Was den weiteren Verlauf meines Studiums angeht, gibt es für mich noch einige Fragezeichen. Gerade in der Neuropsychologie sind die visuellen Aspekte nicht zu vernachlässigen, während in meinem zweiten Schwerpunkt, die klinische Psychologie, teure Weiterbildungen erforderlich sind, um ihn erfolgreich abschließen zu können. Ich bin also gespannt was die weitere Zukunft bringen wird. Ich denke zum Beispiel über einen beruflichen Werdegang in der psychologischen Forschung nach.

Und sonst noch:

Lena Hörster mit Sanitäterjacke neben einem kindergroßen Playmobil-Sanitäter

Neben dem Studium bin ich ehrenamtlich im Roten Kreuz tätig, als Ausbilderin für Erste Hilfe und in der Bereitschaft sowie im Jugendrotkreuz auf Orts- und Kreisebene. Ich habe eine Jugendleiterausbildung absolviert, um im Jugendrotkreuz als Gruppenleiterin tätig sein zu können. Außerdem habe ich eine Sanitätsausbildung durchlaufen, nach meinem Auslandsjahr mein Wissen durch Lehrgänge aufgefrischt und dann noch ein bisschen was draufgesattelt mit dem Ziel, Erste-Hilfe-Ausbilderin zu werden. Wir bieten auch einmal im Jahr einen Kurs für Teilnehmer*innen mit Seheinschränkung an. Überwiegend bin ich aber in der regulären Breitenausbildung tätig, da sich der Ausbilderschein für einen Kurs im Jahr nicht wirklich lohnt. Seitdem halte ich 2 bis 3 Kurse im Monat und bringe betrieblichen Ersthelfer*innen, Helfer*innen der Feuerwehr, Menschen, die ihren Führerschein machen wollen oder Lehramtsstudierenden das Thema Erste Hilfe nah. Bei meiner ehrenamtlichen Arbeit bin ich froh, immer wieder auf Menschen zu stoßen, die bereit sind, auch mal etwas Ungewöhnliches auszuprobieren und mit einer blinden Person in diesem Bereich zusammenzuarbeiten.
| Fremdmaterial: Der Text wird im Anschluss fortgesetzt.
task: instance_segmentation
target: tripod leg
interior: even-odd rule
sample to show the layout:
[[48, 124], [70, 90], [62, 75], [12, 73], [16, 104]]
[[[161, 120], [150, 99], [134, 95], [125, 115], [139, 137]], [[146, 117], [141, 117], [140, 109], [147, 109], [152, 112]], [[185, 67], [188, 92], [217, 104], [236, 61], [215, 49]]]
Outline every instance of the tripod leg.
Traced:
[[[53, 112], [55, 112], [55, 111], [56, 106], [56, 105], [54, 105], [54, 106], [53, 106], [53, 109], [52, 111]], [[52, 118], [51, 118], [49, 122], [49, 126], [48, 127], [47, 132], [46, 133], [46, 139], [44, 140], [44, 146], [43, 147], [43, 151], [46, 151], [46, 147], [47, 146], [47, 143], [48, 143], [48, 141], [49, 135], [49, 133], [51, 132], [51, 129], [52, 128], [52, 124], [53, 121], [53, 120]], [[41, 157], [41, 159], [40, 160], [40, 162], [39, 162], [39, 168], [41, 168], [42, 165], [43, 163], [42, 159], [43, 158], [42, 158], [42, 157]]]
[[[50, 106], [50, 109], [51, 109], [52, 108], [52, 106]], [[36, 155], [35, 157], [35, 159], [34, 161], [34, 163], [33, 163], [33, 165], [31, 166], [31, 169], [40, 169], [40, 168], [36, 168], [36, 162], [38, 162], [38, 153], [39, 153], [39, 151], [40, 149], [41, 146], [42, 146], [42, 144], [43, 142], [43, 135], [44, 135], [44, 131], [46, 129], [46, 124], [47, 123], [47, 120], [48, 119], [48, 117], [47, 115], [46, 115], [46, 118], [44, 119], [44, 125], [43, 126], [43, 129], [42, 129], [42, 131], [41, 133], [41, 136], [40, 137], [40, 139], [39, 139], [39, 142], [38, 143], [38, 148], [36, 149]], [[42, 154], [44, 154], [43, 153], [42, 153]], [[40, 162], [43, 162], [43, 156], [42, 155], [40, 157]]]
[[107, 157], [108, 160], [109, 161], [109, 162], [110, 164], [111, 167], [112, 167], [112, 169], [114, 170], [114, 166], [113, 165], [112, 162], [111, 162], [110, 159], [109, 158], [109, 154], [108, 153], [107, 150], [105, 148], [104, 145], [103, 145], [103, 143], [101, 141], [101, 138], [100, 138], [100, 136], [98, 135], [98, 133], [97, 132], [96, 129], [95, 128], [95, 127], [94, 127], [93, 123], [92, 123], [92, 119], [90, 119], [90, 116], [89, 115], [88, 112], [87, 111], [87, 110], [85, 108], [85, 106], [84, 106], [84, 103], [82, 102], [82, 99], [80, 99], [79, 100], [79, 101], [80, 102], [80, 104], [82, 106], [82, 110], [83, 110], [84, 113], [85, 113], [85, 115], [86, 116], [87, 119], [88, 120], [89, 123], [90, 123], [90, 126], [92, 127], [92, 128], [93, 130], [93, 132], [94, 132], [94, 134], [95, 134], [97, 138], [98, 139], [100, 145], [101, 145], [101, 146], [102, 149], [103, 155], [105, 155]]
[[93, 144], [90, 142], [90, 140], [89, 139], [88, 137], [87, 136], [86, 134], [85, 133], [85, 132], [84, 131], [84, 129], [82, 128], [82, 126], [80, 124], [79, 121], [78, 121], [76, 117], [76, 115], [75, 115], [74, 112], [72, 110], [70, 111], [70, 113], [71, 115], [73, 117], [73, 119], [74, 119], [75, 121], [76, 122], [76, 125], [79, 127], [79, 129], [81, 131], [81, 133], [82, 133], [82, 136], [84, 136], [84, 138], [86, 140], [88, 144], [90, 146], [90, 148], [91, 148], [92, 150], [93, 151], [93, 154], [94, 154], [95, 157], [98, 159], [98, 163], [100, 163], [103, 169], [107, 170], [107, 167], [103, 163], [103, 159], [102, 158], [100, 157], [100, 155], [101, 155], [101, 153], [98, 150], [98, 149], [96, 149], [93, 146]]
Dabei ist es wichtig, die eigenen Grenzen zu kennen und sie zu kommunizieren. Diese Ehrlichkeit mir selbst und anderen gegenüber hat es mir ermöglicht, meine Grenzen mit etwas Kreativität immer weiter auszudehnen, aber auch zu akzeptieren, dass meine Blindheit mir Grenzen setzt. Eigene Erfahrungen zu sammeln ist enorm wichtig für mich. Nur so kann ich auch den Umgang mit Rückschlägen, mit Frustration, lernen und nach neuen Wegen suchen, wie etwas doch noch gelingen kann.